Experienced Mediators even very often stimulate debate and analyze issues and solutions from each party to give suggestions on the order in which issues should be discussed with the other side. In some situations, especially at general meetings, the Mediator may ask challenging questions to the parties such as: "According to the announced schedule, if by 4 pm today the parties do not produce any results, the Mediator will be forced to terminate the mediation sessionand refer the case to arbitration under the Med-Arb clause for further resolution." When jointly challenged, the parties may be forced to make concessions to each other and ignore current obstacles in order to work together on a common outcome to avoid having to refer the case to a judicial authorities.
In his position as a conductor controlling the entire process, the Mediator also needs to pay attention that in addition to exploiting the hidden parts of the iceberg or encouraging the parties to actively participate in the mediation process, the faces of the parties must always be protected and preserved. The disputing parties may meet again in the future and continue to carry out other transactions, so if the Mediator is not flexible or tactful, it may be difficult for the parties to achieve good results or hope for the future. future business stories.
In some other countries, the Court has a mechanism that is not available in Vietnam, which is Pre-Action Protocol (PAP).
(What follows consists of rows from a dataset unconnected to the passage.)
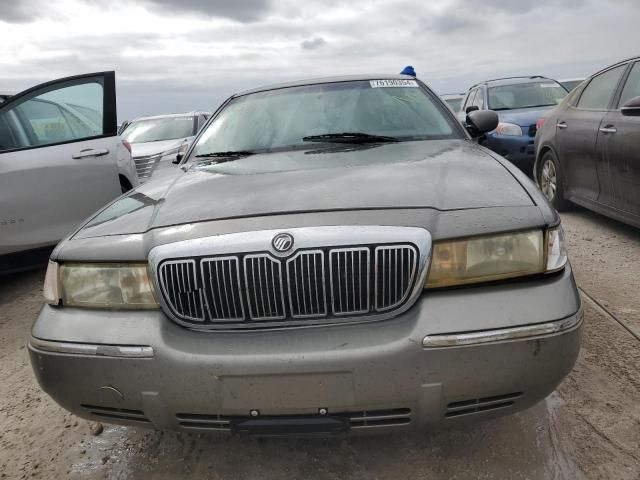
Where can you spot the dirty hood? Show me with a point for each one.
(442, 175)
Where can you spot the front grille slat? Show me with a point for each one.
(263, 277)
(349, 280)
(221, 280)
(307, 286)
(392, 280)
(305, 278)
(180, 289)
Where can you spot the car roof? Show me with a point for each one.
(496, 82)
(173, 115)
(621, 62)
(317, 81)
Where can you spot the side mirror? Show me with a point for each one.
(481, 121)
(631, 108)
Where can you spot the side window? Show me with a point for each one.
(8, 134)
(479, 100)
(598, 93)
(470, 99)
(632, 87)
(70, 113)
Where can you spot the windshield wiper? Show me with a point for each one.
(230, 153)
(222, 157)
(350, 137)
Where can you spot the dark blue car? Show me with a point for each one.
(520, 102)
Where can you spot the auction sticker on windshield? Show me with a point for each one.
(393, 83)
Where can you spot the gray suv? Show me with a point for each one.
(336, 256)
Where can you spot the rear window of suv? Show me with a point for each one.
(545, 93)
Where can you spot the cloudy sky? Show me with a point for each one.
(179, 55)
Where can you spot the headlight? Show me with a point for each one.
(50, 289)
(117, 286)
(556, 249)
(496, 257)
(510, 129)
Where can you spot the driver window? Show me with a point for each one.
(62, 115)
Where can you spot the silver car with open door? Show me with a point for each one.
(60, 160)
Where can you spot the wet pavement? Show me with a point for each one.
(588, 428)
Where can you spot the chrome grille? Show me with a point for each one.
(263, 277)
(238, 280)
(350, 274)
(180, 289)
(395, 271)
(307, 295)
(146, 165)
(221, 280)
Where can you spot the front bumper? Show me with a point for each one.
(380, 377)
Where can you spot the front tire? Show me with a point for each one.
(551, 181)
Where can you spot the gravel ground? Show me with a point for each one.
(588, 428)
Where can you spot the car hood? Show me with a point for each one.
(523, 117)
(442, 175)
(146, 149)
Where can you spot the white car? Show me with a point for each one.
(60, 161)
(155, 141)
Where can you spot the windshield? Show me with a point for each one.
(157, 129)
(524, 95)
(454, 103)
(281, 119)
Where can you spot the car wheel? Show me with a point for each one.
(551, 182)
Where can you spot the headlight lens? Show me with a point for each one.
(510, 129)
(115, 286)
(484, 259)
(50, 289)
(556, 249)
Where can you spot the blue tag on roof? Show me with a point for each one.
(408, 70)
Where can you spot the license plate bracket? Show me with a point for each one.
(302, 426)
The PAP mechanism is that when the parties have a dispute and sue in Court without conciliation, the Court gives the parties 2 months to conciliate, and after conciliation fails, they will return to Court. There will be two cases: if the parties can prove that they have tried and made good faith efforts to reconcile, there will be no problem, but if one party has any evidence to prove that the other party has If there is no willingness to reconcile, the Court has the right to impose a fine that is even higher than the amount of money that the party who is not willing to reconcile can receive when winning the case. Therefore, mediation has become a familiar part of the dispute resolution process for many businesses in developed countries.
Conclusion
Mediation is a new trend for international dispute settlement in Vietnam and around the world. Mediation is flexible, soft, and highly effective, helping the parties to both solve problems and problems, while ensuring not to strain or damage the relationship with the disputing parties. In order for mediation to bring such superior benefits, it is necessary to have Mediators who are dedicated to the job as well as have extensive qualifications and experience. Therefore, the mediator profession should be more focused and trained to develop a flexible, effective and cost-effective dispute resolution method for the parties as well as ensure the sustainable development of the business sector in the long run.
With such prospects, it is hoped that in the future, the mediator profession in particular and mediation in general in Vietnam will have the opportunity to develop strongly and help improve the efficiency of dispute resolution in Vietnam, helping to improve the index of business and investment environment in Vietnam.